Integrating NGINX with PingIntelligence for APIs
Ping Identity has now released an NGINX integration for PingIntelligence for APIs. All interaction between NGINX and PingIntelligence for APIs goes through our API Security Enforcer (ASE) component, which acts as a sideband to NGINX rather than inserting itself into the API path. The ASE takes in API traffic metadata from NGINX and communicates back to the API traffic node about whether or not to block an API client.
The NGINX integration is composed of three separate modules:
- ngx_ase_integration_module.so – Provides a communication channel for the sideband ASE and is used by the other two modules.
- ngx_http_ase_integration_request_module.so – Installs an event handler in the
NGINX_HTTP_ACCESS_PHASE
of NGINX processing; it collects the relevant metadata about the incoming API call and sends it to the ASE. The ASE returns the blacklist status of the API client. The actual analysis of the API metadata is out‑of‑band. - ngx_http_ase_integration_response_module.so – Installs a response filter which correlates the API response metadata with the request, again for out‑of‑band analysis.
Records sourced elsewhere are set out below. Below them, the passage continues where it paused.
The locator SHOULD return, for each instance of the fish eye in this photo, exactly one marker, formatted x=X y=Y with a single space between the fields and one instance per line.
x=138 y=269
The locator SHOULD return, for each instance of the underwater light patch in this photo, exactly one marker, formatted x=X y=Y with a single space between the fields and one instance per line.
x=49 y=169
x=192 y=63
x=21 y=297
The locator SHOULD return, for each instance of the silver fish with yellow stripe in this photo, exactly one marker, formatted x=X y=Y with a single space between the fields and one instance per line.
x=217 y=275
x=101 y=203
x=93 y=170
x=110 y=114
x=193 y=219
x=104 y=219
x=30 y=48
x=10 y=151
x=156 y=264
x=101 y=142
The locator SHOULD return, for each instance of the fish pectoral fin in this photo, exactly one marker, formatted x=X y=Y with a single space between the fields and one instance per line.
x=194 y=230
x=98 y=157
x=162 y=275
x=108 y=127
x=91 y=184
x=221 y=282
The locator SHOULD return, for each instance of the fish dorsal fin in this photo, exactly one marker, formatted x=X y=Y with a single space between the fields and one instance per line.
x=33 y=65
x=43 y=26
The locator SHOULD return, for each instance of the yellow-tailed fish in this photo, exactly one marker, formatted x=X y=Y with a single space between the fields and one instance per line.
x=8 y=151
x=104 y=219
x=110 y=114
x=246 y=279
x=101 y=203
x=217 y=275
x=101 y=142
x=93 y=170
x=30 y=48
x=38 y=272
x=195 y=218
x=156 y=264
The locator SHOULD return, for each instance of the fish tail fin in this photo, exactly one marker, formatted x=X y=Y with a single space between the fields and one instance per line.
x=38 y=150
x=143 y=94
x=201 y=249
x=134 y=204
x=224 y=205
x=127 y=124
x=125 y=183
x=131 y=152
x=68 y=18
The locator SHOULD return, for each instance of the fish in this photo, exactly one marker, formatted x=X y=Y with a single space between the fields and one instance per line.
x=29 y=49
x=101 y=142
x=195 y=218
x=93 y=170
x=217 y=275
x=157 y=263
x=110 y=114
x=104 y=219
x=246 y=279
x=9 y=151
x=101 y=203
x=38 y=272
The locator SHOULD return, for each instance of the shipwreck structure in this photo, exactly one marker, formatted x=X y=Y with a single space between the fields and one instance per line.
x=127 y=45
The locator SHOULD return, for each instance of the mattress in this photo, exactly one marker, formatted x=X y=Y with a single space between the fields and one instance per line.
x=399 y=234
If you have a PingIntelligence for APIs subscription, you can download the modules from our website. We also offer a free trial of PingIntelligence for APIs. The download includes a script that adds the ASE configuration to the NGINX configuration, and the modules can be built and started in static or dynamic modes.
PingIntelligence for APIs Provides Detailed Analysis and Anomaly Detection
On its side, PingIntelligence for APIs itself requires little to no configuration; once the connection between NGINX and the ASE is established, PingIntelligence for APIs automatically receives API traffic metadata from the NGINX server. Your APIs are discovered and the history of your API traffic is preserved for later analysis. Dashboards and reports provide insights into your APIs and how your users are calling them, plus detailed forensics for each token and key used to access your APIs.
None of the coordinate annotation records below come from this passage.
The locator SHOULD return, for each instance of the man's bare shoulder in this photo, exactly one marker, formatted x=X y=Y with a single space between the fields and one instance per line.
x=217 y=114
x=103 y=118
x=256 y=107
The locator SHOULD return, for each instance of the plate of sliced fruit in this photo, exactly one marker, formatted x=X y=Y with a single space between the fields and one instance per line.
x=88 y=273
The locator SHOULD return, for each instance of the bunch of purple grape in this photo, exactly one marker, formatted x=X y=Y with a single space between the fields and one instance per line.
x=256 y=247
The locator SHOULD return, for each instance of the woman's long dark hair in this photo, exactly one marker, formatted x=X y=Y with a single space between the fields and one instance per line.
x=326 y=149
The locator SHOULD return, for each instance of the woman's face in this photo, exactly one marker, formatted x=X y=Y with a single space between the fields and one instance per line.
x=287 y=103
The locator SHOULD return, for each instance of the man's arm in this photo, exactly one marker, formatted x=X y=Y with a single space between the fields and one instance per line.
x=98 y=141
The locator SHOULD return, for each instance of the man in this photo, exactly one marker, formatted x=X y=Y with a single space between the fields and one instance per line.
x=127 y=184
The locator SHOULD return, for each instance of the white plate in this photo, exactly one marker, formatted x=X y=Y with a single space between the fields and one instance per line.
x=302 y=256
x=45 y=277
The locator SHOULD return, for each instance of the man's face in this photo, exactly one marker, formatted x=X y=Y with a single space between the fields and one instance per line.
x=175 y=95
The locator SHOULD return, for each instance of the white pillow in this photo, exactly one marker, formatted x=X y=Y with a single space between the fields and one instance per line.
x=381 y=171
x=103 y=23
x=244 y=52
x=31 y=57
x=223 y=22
The AI Engine component starts a machine‑learning process to model API and user behaviors for each of the APIs. This modeling allows for the detection of anomalies and, when configured for it, PingIntelligence for APIs can instruct NGINX, via the ASE, to block a token or an IP address because it is predicted to be associated with an API attack or abuse.
Conclusion
Whether you use NGINX as a web server, an API gateway, or a load balancer, adding PingIntelligence for APIs to existing and new NGINX deployments lets you unlock advanced API insights and attack protection.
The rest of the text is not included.